Lawmaker to ask police to explain Snowden reporter's partner's detention

Keith Vaz, the chairman of the Home Affairs Select Committee, said that he wants to know why police stopped David Miranda, the partner of Guardian journalist Glenn Greenwald.

In this undated photo released by Janine Gibson of The Guardian, Guardian journalist Glenn Greenwald, right, and his partner David Miranda, are shown together at an unknown location. Miranda, the partner of Greenwald, a journalist who received leaks from former National Security Agency contractor Edward Snowden, was detained for nearly nine hours Sunday, Aug. 18, 2013, under anti-terror legislation at Heathrow Airport, triggering claims that authorities are trying to interfere with reporting on the issue. (AP Photo/Janine Gibson, the Guardian) CREDIT MANDATORY

LONDON (AP) — A British lawmaker on Monday called for police to explain why the partner of a journalist who received classified information from former National Security Agency contractor Edward Snowden was detained for nearly nine hours at Heathrow Airport.

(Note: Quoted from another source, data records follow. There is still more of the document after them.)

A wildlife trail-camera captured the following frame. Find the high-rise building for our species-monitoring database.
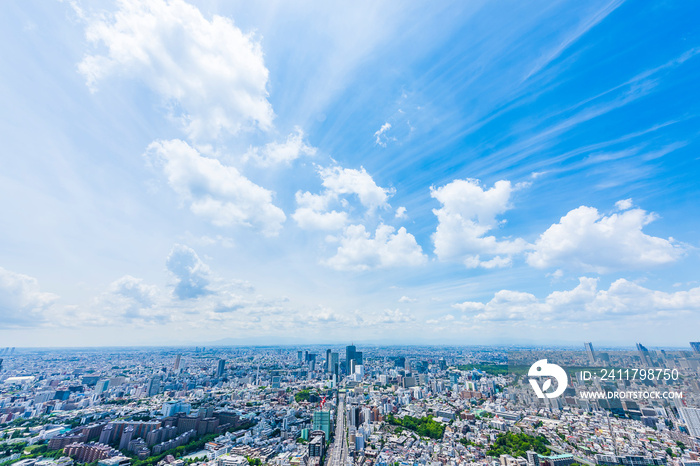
[216,359,226,378]
[95,380,109,395]
[637,343,651,366]
[583,342,595,364]
[345,345,357,374]
[148,375,160,396]
[679,407,700,438]
[330,353,340,377]
[309,430,326,458]
[312,411,331,438]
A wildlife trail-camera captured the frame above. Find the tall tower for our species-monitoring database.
[637,343,651,366]
[583,342,596,364]
[345,345,357,374]
[216,359,226,378]
[690,341,700,354]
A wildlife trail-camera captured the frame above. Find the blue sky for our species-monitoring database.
[0,1,700,346]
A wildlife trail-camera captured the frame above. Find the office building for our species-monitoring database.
[345,345,357,374]
[312,411,331,438]
[678,407,700,438]
[95,380,109,395]
[583,342,595,364]
[309,430,326,458]
[216,359,226,379]
[330,353,340,377]
[637,343,651,366]
[148,375,160,396]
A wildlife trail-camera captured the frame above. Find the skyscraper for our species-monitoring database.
[690,341,700,354]
[679,407,700,437]
[148,375,160,396]
[583,342,596,364]
[312,411,331,438]
[345,345,357,374]
[216,359,226,378]
[330,353,340,377]
[637,343,651,366]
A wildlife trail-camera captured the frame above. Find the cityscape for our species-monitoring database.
[0,342,700,466]
[0,0,700,466]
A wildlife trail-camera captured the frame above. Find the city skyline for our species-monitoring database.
[0,1,700,348]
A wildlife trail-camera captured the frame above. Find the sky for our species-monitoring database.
[0,0,700,347]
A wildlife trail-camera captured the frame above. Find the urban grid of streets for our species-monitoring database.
[0,343,700,466]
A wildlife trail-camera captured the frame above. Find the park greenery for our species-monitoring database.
[486,432,551,458]
[294,389,318,403]
[387,414,445,440]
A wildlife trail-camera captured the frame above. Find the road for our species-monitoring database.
[328,393,348,466]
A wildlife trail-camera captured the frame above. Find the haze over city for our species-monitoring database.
[0,0,700,348]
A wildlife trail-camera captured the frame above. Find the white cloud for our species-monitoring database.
[0,267,58,328]
[292,166,394,230]
[615,199,633,210]
[146,139,286,236]
[109,275,158,307]
[320,167,394,211]
[463,254,513,269]
[430,179,528,267]
[374,122,396,147]
[165,244,212,300]
[92,275,170,325]
[527,205,684,273]
[325,224,427,270]
[453,277,700,323]
[244,127,316,167]
[292,191,348,230]
[78,0,274,139]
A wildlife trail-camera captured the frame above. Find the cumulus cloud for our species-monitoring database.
[292,166,394,230]
[244,127,316,167]
[527,205,684,273]
[0,267,58,328]
[430,179,528,268]
[165,244,212,300]
[615,199,633,210]
[292,191,348,230]
[374,122,396,147]
[320,166,394,211]
[453,277,700,322]
[78,0,274,138]
[146,139,286,236]
[325,224,427,270]
[93,275,170,325]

Keith Vaz, the chairman of the Home Affairs Select Committee, said that he wants to know why police stopped David Miranda, the partner of Guardian journalist Glenn Greenwald. Miranda was held for nearly the maximum time authorities are allowed to detain individuals under the Terrorism Act's Schedule 7, which authorizes security agencies to stop and question people at borders.

Miranda's cellphone, laptops and memory sticks were confiscated, Greenwald said.

"What needs to happen pretty rapidly is we need to establish the full facts," Vaz told the BBC. "Now you have a complaint from Mr. Greenwald and the Brazilian government — they indeed have said they are concerned at the use of terrorism legislation for something that does not appear to relate to terrorism — so it needs to be clarified, and clarified quickly."

Miranda, 28, was stopped Sunday while traveling home to Brazil after visiting Germany where he met with Laura Poitras, a U.S. filmmaker who has worked with Greenwald on the NSA story. The Guardian reported it paid for Miranda's flights, but did not immediately respond to a request for elaboration on what his role with the newspaper might be, if any.

Vaz said it was "extraordinary" that police knew that Miranda was Greenwald's partner, and the authorities were targeting partners of people involved in Snowden's disclosures.

"Bearing in mind it is a new use of terrorism legislation to detain someone in these circumstances ... I'm certainly interested in knowing, so I will write to the police to ask for the justification of the use of terrorism legislation — they may have a perfectly reasonable explanation," Vaz said.

Greenwald has written about NSA surveillance programs based on files disclosed by Snowden, who now has temporary asylum in Russia.

Labour Party lawmaker Tom Watson questioned whether Home Office ministers had been told and described the detention as an "an embarrassment to the government."

"What I think we are going to see is this is sort of the intelligence services overstepping the mark— they are clearly trying to intimidate Glenn Greenwald — and that's an attack on journalism," Watson told the BBC.

London police acknowledged that they had detained a 28-year-old man at 8:05 a.m. He was released at 5 p.m. without being arrested, the Metropolitan Police Service said.

The Home Office defended Schedule 7 in a report last year, arguing it was designed to help authorities determine whether people crossing U.K. borders have been involved in the "commission, preparation or instigation of acts of terrorism." Border agents are not required to have reasonable suspicion before detaining a traveler.

Under Schedule 7, examining officers may require travelers to answer questions or provide documents. Detainees may be held for up to nine hours if they refuse to cooperate, the Home Office has said.

In most cases, those questioned under Schedule 7 are detained for less than an hour. Less than a tenth of 1 percent are held for more than six hours. Some 230,236 people were questioned under Schedule 7 from April 2009 through March 2012.